CrashPlan and OS X: Love in the Metaverse

I love CrashPlan. I love Mac OS X. And I love metadata.

All three are related and if you're running CrashPlan on Mac OS X, you may want to read this.

What is metadata?

You probably know what CrashPlan and OS X are, but do you know what metadata is? Metadata is data about data. The earliest (and best) example of metadata I can think of is “File Creation Date.”

When saving a file on your hard drive, your computer automatically records information about when the file was created, right? You don't manually say, “I created this on 3/19/99 at 12:00pm.” Your computer does it for you.
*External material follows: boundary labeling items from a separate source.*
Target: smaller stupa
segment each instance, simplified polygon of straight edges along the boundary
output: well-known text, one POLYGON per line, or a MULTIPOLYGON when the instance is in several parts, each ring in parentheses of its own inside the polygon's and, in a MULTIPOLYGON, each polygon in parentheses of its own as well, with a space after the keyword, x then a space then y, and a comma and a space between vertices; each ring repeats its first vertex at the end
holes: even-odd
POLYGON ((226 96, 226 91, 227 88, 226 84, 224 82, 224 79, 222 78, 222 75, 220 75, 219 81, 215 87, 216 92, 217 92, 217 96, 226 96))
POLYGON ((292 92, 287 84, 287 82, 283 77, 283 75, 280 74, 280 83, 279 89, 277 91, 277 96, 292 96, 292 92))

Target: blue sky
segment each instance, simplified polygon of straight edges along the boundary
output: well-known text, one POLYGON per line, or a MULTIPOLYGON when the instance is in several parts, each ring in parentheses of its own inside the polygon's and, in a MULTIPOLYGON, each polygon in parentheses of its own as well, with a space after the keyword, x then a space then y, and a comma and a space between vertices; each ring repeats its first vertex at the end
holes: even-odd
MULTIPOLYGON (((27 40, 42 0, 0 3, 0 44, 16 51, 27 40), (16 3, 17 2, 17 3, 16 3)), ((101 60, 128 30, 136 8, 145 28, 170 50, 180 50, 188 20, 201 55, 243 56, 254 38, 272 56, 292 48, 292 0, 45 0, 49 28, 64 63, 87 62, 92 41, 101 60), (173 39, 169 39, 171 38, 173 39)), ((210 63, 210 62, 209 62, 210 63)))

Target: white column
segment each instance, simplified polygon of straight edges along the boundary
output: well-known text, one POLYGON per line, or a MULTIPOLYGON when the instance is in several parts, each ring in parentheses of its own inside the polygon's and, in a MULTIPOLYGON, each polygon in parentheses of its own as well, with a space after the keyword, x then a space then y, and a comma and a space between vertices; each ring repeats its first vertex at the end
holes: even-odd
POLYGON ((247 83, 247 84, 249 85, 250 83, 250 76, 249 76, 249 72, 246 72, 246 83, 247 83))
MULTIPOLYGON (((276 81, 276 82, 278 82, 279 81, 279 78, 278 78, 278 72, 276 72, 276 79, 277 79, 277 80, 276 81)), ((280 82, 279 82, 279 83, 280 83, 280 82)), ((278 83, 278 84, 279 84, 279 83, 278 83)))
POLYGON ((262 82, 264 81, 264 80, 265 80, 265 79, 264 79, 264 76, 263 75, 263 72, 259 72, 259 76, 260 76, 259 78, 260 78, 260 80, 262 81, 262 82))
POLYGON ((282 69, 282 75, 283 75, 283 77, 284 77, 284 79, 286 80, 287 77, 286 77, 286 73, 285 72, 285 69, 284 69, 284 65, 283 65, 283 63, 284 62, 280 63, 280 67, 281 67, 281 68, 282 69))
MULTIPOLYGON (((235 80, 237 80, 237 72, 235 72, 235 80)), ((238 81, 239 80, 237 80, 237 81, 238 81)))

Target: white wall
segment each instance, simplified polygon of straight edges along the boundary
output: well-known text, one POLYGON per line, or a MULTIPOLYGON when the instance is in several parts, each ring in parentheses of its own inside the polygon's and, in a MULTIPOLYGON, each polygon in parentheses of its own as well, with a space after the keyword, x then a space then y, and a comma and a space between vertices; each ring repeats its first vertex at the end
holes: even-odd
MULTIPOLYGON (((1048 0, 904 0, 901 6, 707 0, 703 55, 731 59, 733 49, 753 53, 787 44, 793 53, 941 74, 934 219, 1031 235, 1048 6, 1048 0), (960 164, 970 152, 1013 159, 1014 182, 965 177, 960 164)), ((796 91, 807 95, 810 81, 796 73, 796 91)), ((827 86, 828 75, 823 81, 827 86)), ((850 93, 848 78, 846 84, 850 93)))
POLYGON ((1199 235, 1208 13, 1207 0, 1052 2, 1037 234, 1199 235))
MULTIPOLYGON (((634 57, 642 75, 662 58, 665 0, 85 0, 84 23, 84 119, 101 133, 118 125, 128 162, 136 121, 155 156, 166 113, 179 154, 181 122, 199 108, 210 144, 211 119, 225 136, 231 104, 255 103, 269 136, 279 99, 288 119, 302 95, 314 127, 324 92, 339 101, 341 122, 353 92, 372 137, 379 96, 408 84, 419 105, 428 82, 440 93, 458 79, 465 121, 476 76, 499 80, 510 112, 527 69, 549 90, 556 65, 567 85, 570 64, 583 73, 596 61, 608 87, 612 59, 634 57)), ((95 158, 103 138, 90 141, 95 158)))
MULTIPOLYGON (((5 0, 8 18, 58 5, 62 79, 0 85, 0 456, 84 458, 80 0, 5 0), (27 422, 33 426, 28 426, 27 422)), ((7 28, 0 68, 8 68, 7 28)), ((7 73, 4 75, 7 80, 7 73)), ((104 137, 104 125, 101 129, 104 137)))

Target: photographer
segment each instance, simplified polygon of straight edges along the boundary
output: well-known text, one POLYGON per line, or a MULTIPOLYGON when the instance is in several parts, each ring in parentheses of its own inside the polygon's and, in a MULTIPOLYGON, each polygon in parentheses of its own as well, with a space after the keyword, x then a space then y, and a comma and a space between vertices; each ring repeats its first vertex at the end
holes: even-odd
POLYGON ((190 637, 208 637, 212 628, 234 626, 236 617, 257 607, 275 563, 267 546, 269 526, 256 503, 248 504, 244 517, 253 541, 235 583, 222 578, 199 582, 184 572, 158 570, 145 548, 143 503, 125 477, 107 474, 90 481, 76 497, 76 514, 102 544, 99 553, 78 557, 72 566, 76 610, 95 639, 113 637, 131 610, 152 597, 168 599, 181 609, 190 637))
iTunes Movie Rental Backup Problem

I back up my Macbook with CrashPlan. My files are automatically backed up in real time to two destinations within a few minutes of being changed. Because I back up my iTunes folder, any changes in that folder are automatically backed up too! Changes include my favorites, playlists, and movie rentals!

A movie rental file is 1-2GB file that gets automatically deleted after 24 hours. If you back it up, it won't play after 24 hours anyway. Basically, it's a complete waste of time to back up. How do we tell CrashPlan to avoid unnecessary backups?

Metadata to the Rescue

Well, it turns out that really isn't a problem at all! iTunes attaches metadata that says, “Don't back me up” to each movie rental file. CrashPlan is smart enough to note the request and ignore the file.

Any program on OS X can tag any file with the “Don't back this up” metadata. Another example of this would be VMware, a product that lets you run Windows on Mac. The virtual disk file “vmdk” is tagged with “Don't back this up” and we honor that request.

Generally this approach is the best one. Let the developers agree on what is important for backup and what isn't. Let customers worry about more important things.

But what if you don't agree with VMware and you want to back up that VMware image?

What is Being Excluded?

Finding out what is excluded from backup due to metadata is easy, but requires interaction with the OS X command line. Enter the following line in Terminal to find out which files are being excluded on your system:

sudo mdfind "com_apple_backup_excludeItem = 'com.apple.backupd'"

The above command queries spotlight to tell you every file that has the metadata “com_apple_backup_excludeItem” which means “Don't back this up.”

Removing Exclusion Metadata

In my case, I agreed with the developers in all but one case: my Windows Vista virtual disk called “windowsvista.vmdk” located in the “windowsvista” folder. Here is how to remove the metadata on this file to make sure it will be backed up by CrashPlan:

xattr -d com.apple.metadata:com_apple_backup_excludeItem windowsvista.vmdk  #This removes the meta data from vmdk file
sudo mdfind "com_apple_backup_excludeItem = 'com.apple.backupd'"            #Check again to make sure it's gone

Now CrashPlan is backing up my windowsvista disk. If I was running TimeMachine, it would also back up the vmdk file over and over again quickly filling up my destination drive. CrashPlan doesn't suffer from this issue as it knows which parts of the file changed and only sends those. This explains why VMware excluded their disk image from backup and I suspect there are other programs out there that do so as well.

It is wise to make sure your critical files are not marked with metadata that says, “Don't back me up!”